Aquel hombre me miraba a la cara con una mezcla de ternura y lucidez, pese a las cataratas y la sombra de media ceguera que le velaban los ojos. Vivía en una casita de apenas unos metros cuadrados, una humilde chabola donde el silencio era su compañero y el suelo, su lecho. Sobre una colchoneta extendida descansaba su cuerpo magullado por tantas heridas que da la vida. Sus pertenencias no eran más que un puñado de ropa guardada en un saco de hule, para que la lluvia no la empapara ni los ratones hicieran en ella sus nidos. En una esquina, un balde con jabón y unos paños que hacían las veces de toallas. Las paredes, de cartón y chapa de aluminio; el techo, una plancha de hierro oxidado agujereado, como si en su pobreza jugara a imitar el cielo estrellado. Todo hablaba allí del abandono y del olvido, pero también de una dignidad que brillaba en medio de la penumbra, serena y fuerte, como la llama de un candil al borde de la noche.

Antes de despedirme, le tomé las manos y las besé. Le prometí que no lo olvidaría. Fue uno de esos encuentros que no se borran jamás, que regresan a la mente cada vez que uno se topa con el derroche y la indiferencia del mundo. Aquel hombre me enseñó que la pobreza no está reñida con la nobleza, ni el silencio con la plenitud.

Otra historia, también tejida con lágrimas, me aguardaba en el orfanato Mama Koko, en Kimbondo, muy cerca de Kinshasa, la capital de la República Democrática del Congo. Allí viven más de mil niños, lo que lo convierte en el mayor orfanato de África. Educadores y voluntarios procuran allí que el hambre del alma se apacigüe con cariño, que el abandono se cure con afecto. Algunos pequeños aparecen al amanecer, envueltos en viejas mantas frente a las puertas del centro; otros han perdido a todos los suyos; y hay quienes escapan del miedo y del golpe en busca de un hogar donde el amor no duela.

Al frente de esta obra está el padre Hugo, un hombre de fe que ha hecho de la entrega su forma de orar. A él le toca ser padre y madre, abuela y hermano, amigo y guía. Cuando lo vi por primera vez, su rostro irradiaba paz, aunque su mirada guardaba una sombra. Un cáncer avanzaba en silencio y apenas le dejaba unos meses de vida. Tomé de nuevo unas manos -las del padre Hugo- y las besé: manos que consagran y bendicen, manos que acarician las mejillas de los moribundos, que limpian heridas, que reparten ternura sin descanso. Le pedí a Dios que lo sostuviera un poco más, que le concediera la fuerza necesaria para seguir siendo hogar y consuelo de los niños olvidados del Congo.

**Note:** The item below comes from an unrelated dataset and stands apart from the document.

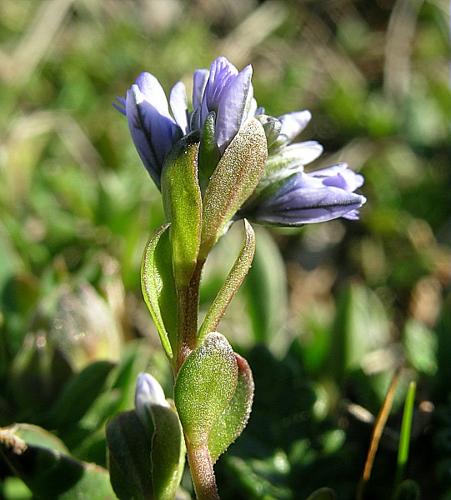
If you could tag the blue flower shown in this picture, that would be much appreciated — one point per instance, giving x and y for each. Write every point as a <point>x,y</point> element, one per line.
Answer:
<point>286,195</point>
<point>305,198</point>
<point>156,126</point>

Estas son solo unas pocas entre las innumerables historias que laten en los márgenes de las ciudades africanas. Y estoy seguro de que vivir un mes entre los más pobres de este continente equivale a un año de vida plena en Occidente. Allí uno aprende a mirar distinto: los ojos de los ancianos tienen la inocencia de los niños, y las almas cansadas poseen una alegría que nace de la gratitud. Descubres que quien nada tiene aún es capaz de ofrecerlo todo. Y comprendes, en lo más hondo, que la vida -incluso cuando hay dolor- sigue siendo un milagro que vale la pena vivir.